Crime & communalism: A holy city awaits its fate

Kajari Bhattacharya

VARANASI, March 19 : Irony rules in the holy city of Varanasi as election bugles ring through it’s narrow lanes. In this city once known all over the country for excellence in education, cultural richness and exquisite Benarasi craft, there’s jailed mafia don Mukhtar Ansari on one side and former BJP man, Mr Ajay Rai (Samajwadi Party candidate) who’s baying for his blood, on the other. Fear reigns in the hearts of Kashi residents as the election nears. Which way lies peace?

“All the officials who have recently been posted here by the Mayawati government are going to look the other way if Ansari employs his goons during election time,” alleged Mr Rai, MLA from Kulosla, Varanasi, who left the BJP fold less than a week back because of the BJP’s reluctance to give him a Lok Sabha ticket from either Varanasi or nearby Chandauli.

While Mr Rai is contesting on an SP ticket, his arch rival Mukhtar Ansari recently left the SP to join UP chief minister Miss Mayawati’s Bahujan Samaj Party and is the BSP candidate from Varanasi.

Mr Rai is also the only person who stood at the witness stand in the trial of Ansari for the murder of Avdesh Rai, a BJP leader and elder brother of Mr Rai who was allegedly killed by the mafia don.

Mr Rai says it’s not his anger with the BJP leadership that made him leave that party and join the SP. “It’s not a matter of tickets.

After the BJP leadership decided to field Mr Murli Manohar Joshi from Varanasi instead of me, I supported his candidature.
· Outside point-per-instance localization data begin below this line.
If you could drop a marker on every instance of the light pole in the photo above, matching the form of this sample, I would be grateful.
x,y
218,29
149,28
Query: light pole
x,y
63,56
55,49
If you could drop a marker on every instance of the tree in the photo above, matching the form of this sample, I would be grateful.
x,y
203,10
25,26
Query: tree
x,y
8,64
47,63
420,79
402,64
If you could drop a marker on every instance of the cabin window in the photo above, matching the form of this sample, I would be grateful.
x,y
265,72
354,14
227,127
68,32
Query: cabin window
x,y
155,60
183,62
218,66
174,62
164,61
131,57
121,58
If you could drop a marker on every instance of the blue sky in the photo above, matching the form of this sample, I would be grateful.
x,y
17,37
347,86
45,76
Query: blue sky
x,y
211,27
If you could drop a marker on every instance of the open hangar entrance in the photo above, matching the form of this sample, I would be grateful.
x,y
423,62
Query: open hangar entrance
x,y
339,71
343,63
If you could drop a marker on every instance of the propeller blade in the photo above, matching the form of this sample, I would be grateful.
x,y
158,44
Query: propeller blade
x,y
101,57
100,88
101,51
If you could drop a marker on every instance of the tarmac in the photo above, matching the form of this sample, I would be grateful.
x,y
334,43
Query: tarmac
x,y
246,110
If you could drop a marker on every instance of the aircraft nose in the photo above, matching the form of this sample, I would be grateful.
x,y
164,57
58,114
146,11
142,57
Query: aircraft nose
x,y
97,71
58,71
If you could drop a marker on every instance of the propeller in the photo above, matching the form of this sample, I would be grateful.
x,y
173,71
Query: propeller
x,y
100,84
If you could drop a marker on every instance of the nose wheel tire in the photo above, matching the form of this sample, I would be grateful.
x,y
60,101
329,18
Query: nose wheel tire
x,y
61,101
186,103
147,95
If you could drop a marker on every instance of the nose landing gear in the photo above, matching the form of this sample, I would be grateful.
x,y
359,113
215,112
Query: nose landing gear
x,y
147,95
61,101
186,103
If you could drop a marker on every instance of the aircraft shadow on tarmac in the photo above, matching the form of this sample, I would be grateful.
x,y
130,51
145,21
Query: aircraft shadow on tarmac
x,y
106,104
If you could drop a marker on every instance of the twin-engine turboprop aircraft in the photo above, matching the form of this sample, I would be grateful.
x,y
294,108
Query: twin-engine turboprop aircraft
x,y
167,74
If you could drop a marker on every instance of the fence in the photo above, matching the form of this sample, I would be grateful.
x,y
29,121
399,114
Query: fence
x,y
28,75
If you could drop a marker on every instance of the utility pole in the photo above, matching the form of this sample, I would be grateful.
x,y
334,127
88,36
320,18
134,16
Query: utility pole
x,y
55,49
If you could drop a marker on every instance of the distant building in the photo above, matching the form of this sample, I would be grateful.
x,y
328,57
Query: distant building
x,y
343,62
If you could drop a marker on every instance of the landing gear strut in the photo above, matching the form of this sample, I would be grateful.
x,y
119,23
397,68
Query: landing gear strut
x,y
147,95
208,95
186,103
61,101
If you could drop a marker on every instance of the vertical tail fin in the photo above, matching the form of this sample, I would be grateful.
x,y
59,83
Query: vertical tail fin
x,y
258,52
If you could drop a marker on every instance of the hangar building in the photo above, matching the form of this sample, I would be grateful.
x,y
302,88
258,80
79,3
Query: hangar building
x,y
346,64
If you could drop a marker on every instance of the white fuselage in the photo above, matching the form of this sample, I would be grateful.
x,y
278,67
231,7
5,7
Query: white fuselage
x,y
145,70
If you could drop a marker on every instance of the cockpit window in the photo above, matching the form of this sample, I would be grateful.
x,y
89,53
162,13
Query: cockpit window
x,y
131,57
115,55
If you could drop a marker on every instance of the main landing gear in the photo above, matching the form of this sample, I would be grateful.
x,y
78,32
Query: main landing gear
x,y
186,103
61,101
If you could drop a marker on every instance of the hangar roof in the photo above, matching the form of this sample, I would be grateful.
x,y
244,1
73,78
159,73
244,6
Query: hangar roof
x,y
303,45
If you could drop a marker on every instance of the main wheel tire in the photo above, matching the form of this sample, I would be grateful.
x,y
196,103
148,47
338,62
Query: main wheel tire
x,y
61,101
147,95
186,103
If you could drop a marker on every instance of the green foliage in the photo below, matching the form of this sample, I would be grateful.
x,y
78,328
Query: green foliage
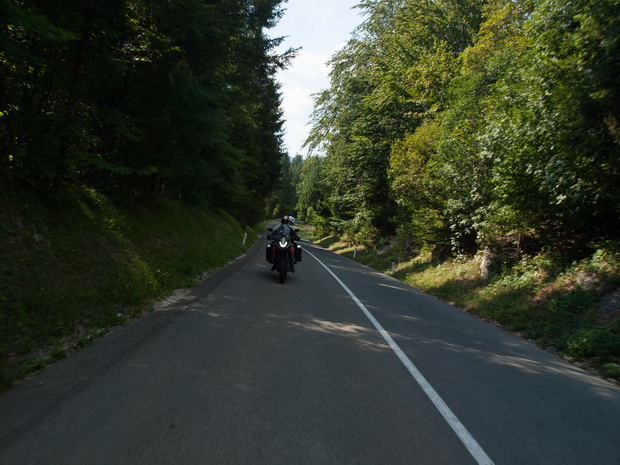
x,y
469,123
541,298
76,264
150,98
But later, when they told me I would be fielded from Chandauli instead, Mr Joshi stopped them from issuing the ticket because according to him I had rebelled against him in Varanasi.

I was hurt and decided to join the SP because that’s the only way I can stop this city of Ganga-Jamuni tehzeeb from being ruined by Mukhtar Ansari,” a visibly agitated Mr Rai told The Statesman in an exclusive interview.

Once a seat the BJP used to win from regularly, Varanasi went to the Congress’ Mr Rajesh Mishra in 2004.

According to BJP workers who have left the party fold after the exit of Mr Rai, he is a strong candidate who, despite his going over to the SP, will command Bumihaar (Mr Rai’s caste) and pro-BJP votes. According to them, Mr Joshi, former Union HRD minister, is an “outsider”.

Youth-ruled eastern UP still hasn’t forgiven Mr Joshi for not allowing student unions in its varsities. “We begged him for this and he said no.

Well, we’re not going to campaign for him this time either,” said a BJP worker who has gone over to the Rai camp. But the question remains, can Mr Rai, once known to be close to mafia don Brijesh Singh (a traditional rival of of the Ansari brothers), bring peace to Varanasi?

In a recent communal flare-up in Bajardiha, on the outskirts of the city, in which two youths were killed in police firing, it was the Congress’ sitting MP Mr Rajesh Misra who won the hearts of frightened Muslims in the area when he was allegedly roughed by policemen when he tried to intervene.

But in a city ridden with fissures along caste and religion lines, the verdict of its candidates and the fate of the holy city remain clouded over.